En l'espèce, la déclaration d'appel mentionne l'ensemble des chefs de jugement critiqués sans indiquer qu'elle tend à la réformation ou à l'infirmation de la décision.
Or, en matière de procédure sans représentation obligatoire, y compris lorsque les parties ont choisi d'être assistées ou représentées par un avocat, la déclaration d'appel qui ne précise pas si l'appel tend à l'annulation ou à la réformation du jugement doit s'entendre comme déférant à la connaissance de la cour d'appel l'ensemble des chefs de ce jugement.
Le moyen tiré de l'absence d'effet dévolutif de l'acte d'appel sera rejeté.
Vu l'article 954 du code de procédure civile ;
M. [C] sollicite la mise à l'écart des conclusions de la caisse au motif qu'il n'y a pas lieu à statuer sur les moyens introduits par « dire et juger » et « constater ».

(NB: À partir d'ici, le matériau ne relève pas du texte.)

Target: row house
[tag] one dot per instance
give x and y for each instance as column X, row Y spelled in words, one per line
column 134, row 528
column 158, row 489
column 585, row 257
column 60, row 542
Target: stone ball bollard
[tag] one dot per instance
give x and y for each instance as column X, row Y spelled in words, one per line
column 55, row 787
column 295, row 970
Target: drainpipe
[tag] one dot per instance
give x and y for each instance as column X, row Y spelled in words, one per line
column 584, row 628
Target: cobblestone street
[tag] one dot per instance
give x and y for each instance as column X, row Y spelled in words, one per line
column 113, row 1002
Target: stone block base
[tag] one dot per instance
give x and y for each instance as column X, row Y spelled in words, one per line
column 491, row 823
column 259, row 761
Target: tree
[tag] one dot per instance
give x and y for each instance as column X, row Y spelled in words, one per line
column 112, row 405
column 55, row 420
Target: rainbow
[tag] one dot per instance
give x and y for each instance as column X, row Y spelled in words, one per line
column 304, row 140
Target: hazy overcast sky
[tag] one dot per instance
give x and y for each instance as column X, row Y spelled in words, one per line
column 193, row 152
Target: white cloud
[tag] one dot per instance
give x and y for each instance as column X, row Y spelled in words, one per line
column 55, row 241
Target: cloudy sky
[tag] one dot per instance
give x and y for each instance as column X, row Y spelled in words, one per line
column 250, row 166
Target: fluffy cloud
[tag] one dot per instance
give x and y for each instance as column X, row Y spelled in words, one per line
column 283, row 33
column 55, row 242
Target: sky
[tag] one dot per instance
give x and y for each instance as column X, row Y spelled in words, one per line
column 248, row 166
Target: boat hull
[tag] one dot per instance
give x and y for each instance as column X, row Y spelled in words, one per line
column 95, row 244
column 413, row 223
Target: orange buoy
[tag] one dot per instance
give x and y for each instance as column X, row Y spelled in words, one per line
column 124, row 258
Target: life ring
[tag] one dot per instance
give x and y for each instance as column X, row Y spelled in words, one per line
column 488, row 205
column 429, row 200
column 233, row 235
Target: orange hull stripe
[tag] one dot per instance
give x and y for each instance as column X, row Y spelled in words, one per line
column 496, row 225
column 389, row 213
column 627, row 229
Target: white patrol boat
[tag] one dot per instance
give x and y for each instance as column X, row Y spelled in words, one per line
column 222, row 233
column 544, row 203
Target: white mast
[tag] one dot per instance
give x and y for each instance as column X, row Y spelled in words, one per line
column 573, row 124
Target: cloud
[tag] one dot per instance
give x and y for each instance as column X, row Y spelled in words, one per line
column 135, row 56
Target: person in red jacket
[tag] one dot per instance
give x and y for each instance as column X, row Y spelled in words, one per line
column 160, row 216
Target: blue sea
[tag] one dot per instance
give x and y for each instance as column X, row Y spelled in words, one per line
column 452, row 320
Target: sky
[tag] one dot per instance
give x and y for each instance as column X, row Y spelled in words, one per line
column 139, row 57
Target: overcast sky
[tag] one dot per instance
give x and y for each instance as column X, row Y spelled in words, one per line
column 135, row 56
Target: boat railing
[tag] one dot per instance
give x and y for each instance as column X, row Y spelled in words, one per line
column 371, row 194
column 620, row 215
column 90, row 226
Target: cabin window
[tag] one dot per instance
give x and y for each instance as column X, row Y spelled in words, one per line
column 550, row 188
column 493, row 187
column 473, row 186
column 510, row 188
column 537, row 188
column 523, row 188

Or, la caisse ayant soutenu oralement à l'audience ses dernières écritures notifiées le 6 septembre 2022, la cour en est valablement saisie.
Ces écritures concluent à l'infirmation du jugement et statuant à nouveau à la validation de la contrainte et à la condamnation du débiteur, la cour étant valablement saisie desdites prétentions.
La mise à l'écart des conclusions sera rejetée.
Sur la régularité de la contrainte :
M. [C] plaide que la contrainte ne lui permet pas d'avoir connaissance de la nature, de la cause et de l'étendue de son obligation, ce que conteste la la caisse qui poursuit l'infirmation du jugement qui l'a annulée.
En premier lieu, la contrainte porte sur des cotisations et contributions à hauteur de 94 739 euros, des majorations à hauteur de 8 703 euros, outre une déduction de 386 euros, soit un total de 103 056 euros.